In a general fabrication process of a semiconductor device, annealing techniques are frequently used for activation of impurity atoms, healing of crystal damages and so on. In a conventional furnace annealing, semiconductor substrates are placed in a high temperature ambient created in an electric furnace for a relatively long time period, and the high temperature ambient is liable to influence impurity profiles which are formed in the semiconductor substrates. This sometimes results in undesirable deviation from the designed characteristics, and, for this reason, a lot of rapid annealing techniques are proposed for minimization of the influence due to the heat-treatment.
One of the rapid annealing techniques is well known in the art as a lamp annealing in which a semiconductor substrate is placed in an inert ambient of the atmospheric pressure created in an annealing chamber and treated with a heat radiated from lamps provided in the chamber.

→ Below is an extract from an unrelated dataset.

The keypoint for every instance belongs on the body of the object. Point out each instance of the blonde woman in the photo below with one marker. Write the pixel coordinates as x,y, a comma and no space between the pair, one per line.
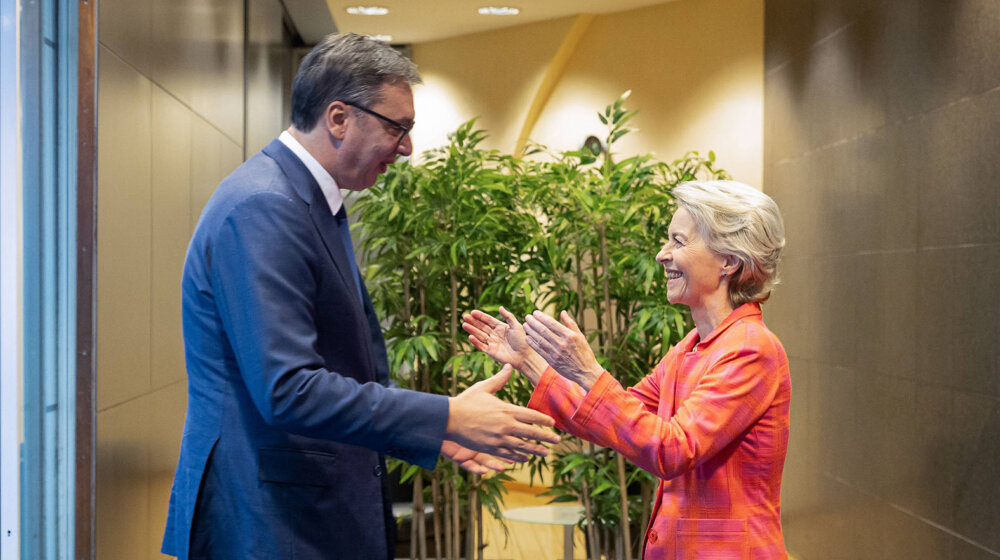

The time period is reduced to be about 1/180 with respect to the conventional furnace annealing.
However, a problem is encountered in high-temperature ambient. Namely, the semiconductor substrate is heated about 1000 degrees in centigrade in the annealing chamber, and, for this reason, refractory metal layers or the silicide layers thereof formed on the semiconductor substrate are subjected to mechanical stresses due to shrinkages in volume. The high-temperature ambient further results in insufficient suppression of the driftage of the impurity atom profiles even if the time period is reduced in comparison with the furnace annealing. These problems deteriorates the production yield and the reliability of the semiconductor device, so that a low-temperature annealing method has been sought for improvement of semiconductor manufacturing.